The key elements of training
In order to get fitter, physical stress to the body is necessary. This is why we train. Manipulating the three elements of training will change the stress on the body.
How often you are able to train will vary hugely from person to person. It will be dependent on work and family commitments and also on the level of fitness that you have to start with.
The idea of a training plan is that you go for quality and not just quantity – More is not necessarily better. So even with a limited amount of free time for training, if you use your time wisely the benefits will be greater. This avoids just mileage for mileage sake!
• If you are a new MTB rider or only get out on your bike a handful of times a month, you will find that your performance improves quite quickly with just 2-3 workouts a week.
(Cross training is particularly useful when you are first starting out as it will minimise injury and improves the general efficiency of your heart and lungs).
• Regular MTBers will have a higher basic level of fitness to start with and should aim for between 3-5 workouts each week, work and family commitments allowing. Again these can be varied with other cross training sessions.
• Experienced riders will often manage 8 workouts each week with 2 training sessions done on some days. However, with work and family commitments, etc none of the training weeks will have more than 6 sessions detailed. If time does allow extra training, they should be easy paced "recovery" rides or cross training sessions.

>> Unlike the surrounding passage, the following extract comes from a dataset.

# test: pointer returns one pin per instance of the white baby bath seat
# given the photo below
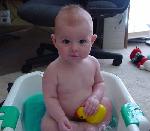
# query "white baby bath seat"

The duration of each ride will vary depending on what you are trying to achieve in that session. Some rides may be short but of high intensity, others will be longer and at a steady pace. Long rides in the winter are always a bit of an effort due to our unique British weather. So, break them up with a café stop, take plenty of warm gear and get your mates to join you! Check out the winter-training tips. The length of your long easy pace rides should be gradually increased as the weeks go on.
• New MTBers will start with rides of between 30-60minutes. Over the weeks, rides should be increased so that in the final 2 weeks before your first event, you will have completed a ride of at least 4 hours
• Regular MTB riders will progress in the same way. In the final 2 weeks before your first event, you will have completed a ride of nearly 5 hours, as well as several 3 hour rides.
• Experienced riders will complete a ride of over 5 hours that should be almost equivalent to the full marathon distance as well as several 3 hour rides.
The intensity part of your training will prepare your body to provide:
• ENDURANCE – to enable you to keep going the entire distance.
• BURST SPEED / POWER – this is the ability to be able to produce bursts of power for short sharp climbs and that sprint finish at the end!
• SUSTAINABLE SPEED – this is the ability to keep pedaling as strongly in the last half of the ride as you did in the first.
These performance requirements are what our training plan will be designed around so that you can train specifically for the Chain Reaction Cycles events and sportives. Different training intensities when used correctly in the preparation for a MTB Marathon will enable you to complete the course comfortably, produce strong consistent efforts on hills and burn off your mates in the last 100m before the end!